Mercredi, les services vétérinaires et la gendarmerie, alertés par un courrier anonyme, se sont rendus dans cet élevage de bovins en bordure du village. À l'intérieur, une scène d'horreur : plus de 200 cadavres de bovins, morts de faim depuis des mois, et une cinquantaine de cochons qui se nourrissaient sur les carcasses pour survivre. "C'était indescriptible", se souvient Guillaume Grillon, adjoint au maire. Ce matin-là, il a poussé les portes des stabulations et a découvert le charnier en même temps que les autorités. "Les vaches avaient de l'eau, mais plus de nourriture, donc elles ont fini par mourir. Les cochons qui ont réussi à s'échapper des autres stabulations ont attaqué les cadavres au bout d'un moment."

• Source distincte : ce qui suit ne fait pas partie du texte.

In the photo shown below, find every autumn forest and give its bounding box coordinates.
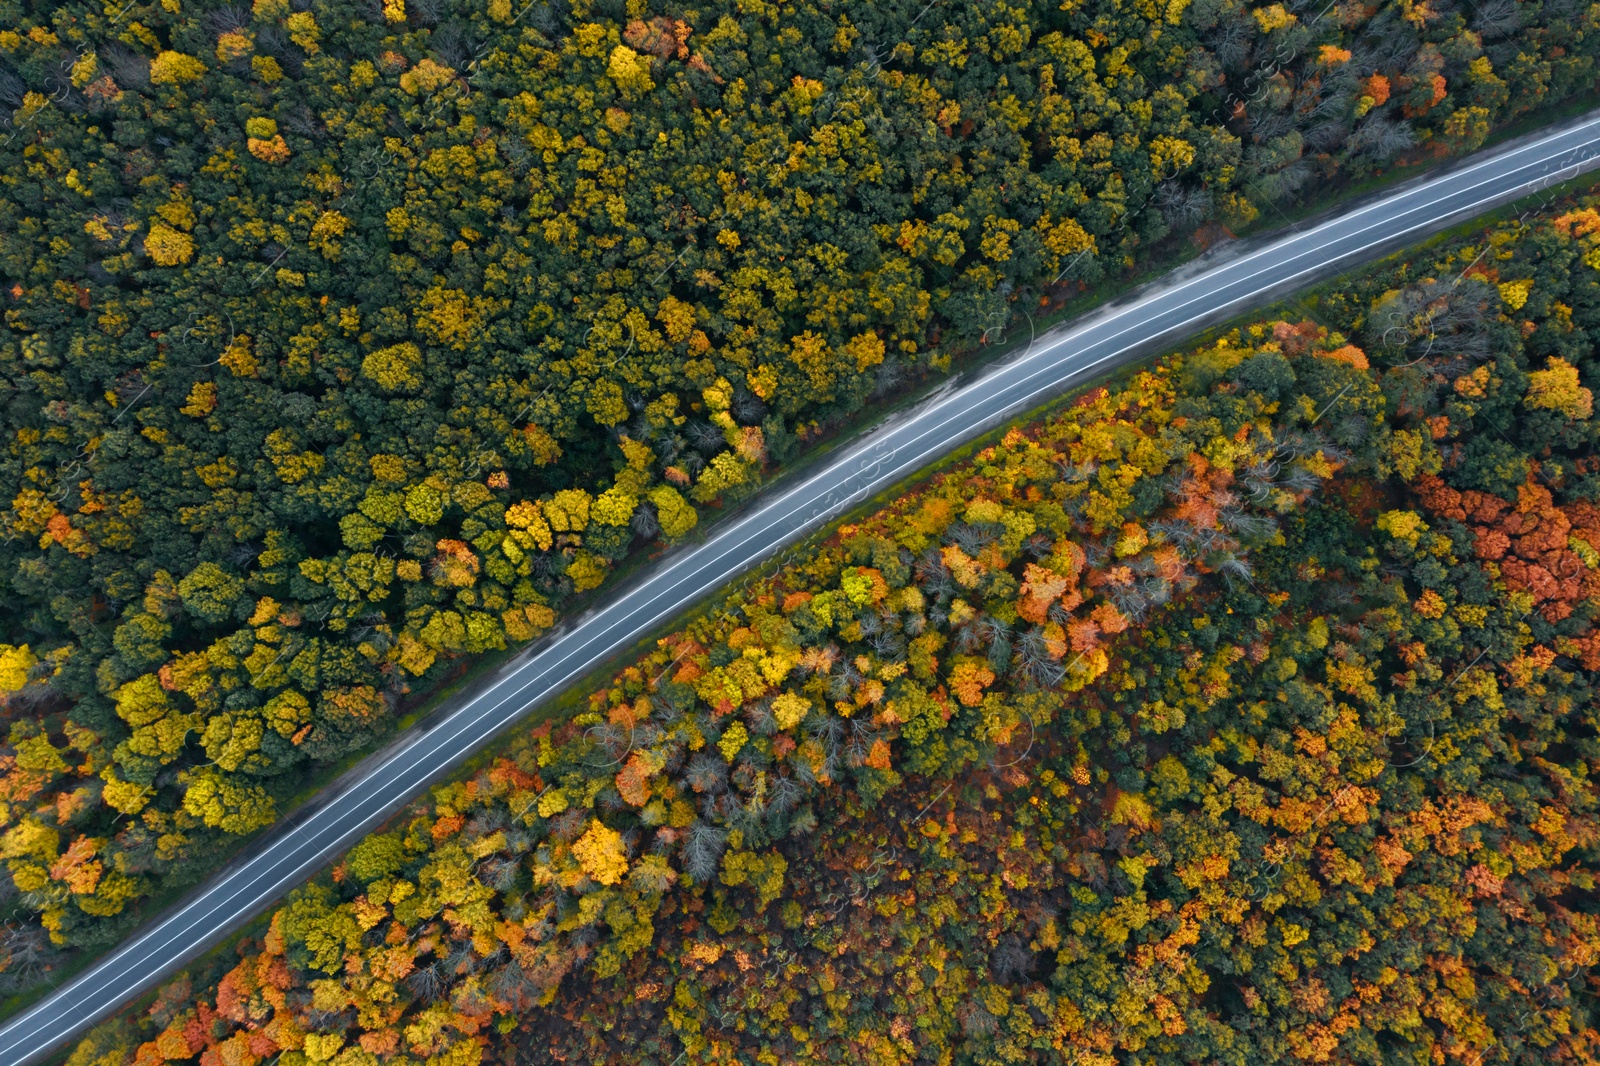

"Il y a déjà l'odeur de la mort, une odeur particulière. Et le fait qu'il y ait autant de bêtes, de grosses bêtes. C'est une odeur qui imprègne les vêtements, le nez, la bouche. Il faut plusieurs jours pour s'en remettre."

Guillaume Grillon, adjoint au maire

L'adjoint au maire, prévenu par le courrier anonyme, pensait tomber sur "deux ou trois bêtes mortes dans un coin, comme ça peut arriver parfois". Mais pas sur un tel spectacle d'horreur : "On ne s'attendait pas à ce que le cheptel ait été livré à lui-même aussi longtemps. L'éleveur avait fermé ses portes. Les bêtes étaient sans doute mortes depuis plusieurs mois."

La pression subie par les éleveurs est-elle responsable de ce drame ?

Pendant que son adjoint effectuait les constatations dans les stabulations, le maire, Dominique Commeau (sans étiquette), était aux côtés de l'éleveur, un homme d'une cinquantaine d'années. "Il tremblait, il pleurait. On voyait vraiment qu'il était au bout du rouleau.

"Il m'a dit : "Je suis minable, j'ai laissé crever mes bêtes. Si j'avais su, j'aurais peut-être mis fin à mes jours la semaine dernière..." On ne voulait pas qu'il reste seul, donc on a fait le nécessaire pour qu'il soit hospitalisé."

Dominique Commeau, maire d'Étang-sur-Arroux

Que s'est-il passé dans le quotidien de cet éleveur pour le faire basculer ainsi ? Aucune réponse claire pour l'heure, mais parmi tous ceux que France 3 Bourgogne a interrogés, une réponse s'esquisse. "C'est le mal-être des éleveurs", soupire Joël Boudot, qui travaille avec son fils Sébastien. "On est pointé du doigt parce qu'on envoie nos animaux à l'abattoir, on dit qu'on ne prend pas soin d'eux... À force d'être pris pour cibles, certains n'y arrivent plus. Et la rémunération n'est pas du tout reconnue. On travaille 60 heures par semaine pour gagner une misère."

"Vu la pression qu'ont les éleveurs, il ne faut pas s'étonner de ce genre de choses. Aujourd'hui, en période de législatives, les candidats disent que l'agriculture est le poumon essentiel de la ruralité. Pour moi, le poumon a le cancer."

Joël Boudot, éleveur

Joël Boudot connaît assez bien l'éleveur en question : cela fait près de 30 ans qu'ils sont voisins. "Extérieurement, son exploitation fonctionnait normalement." Il évoque un paysan dévoué à ses bêtes : "Régulièrement, quand il changeait ses vaches de pré, il était tout seul avec un seau de granulés et ses vaches le suivaient comme un troupeau de moutons. Ce n'était pas du tout un gars qui maltraitait ses animaux."

L'incompréhension est totale, mais les Boudot père et fils ne ressentent pas de colère contre leur voisin. "C'est du dégoût, de la peine pour les animaux, pour lui aussi et pour sa famille", s'attriste Sébastien, le fils. "Sur les réseaux sociaux, il y a des commentaires assez haineux envers la profession, envers les habitants... Certains disent qu'on aurait dû intervenir plus tôt. Mais qu'est-ce qu'on aurait pu faire, alors qu'on ne savait rien ?"

Une enquête est ouverte pour "abandon d'animaux domestiques". L'éleveur mis en cause est toujours hospitalisé.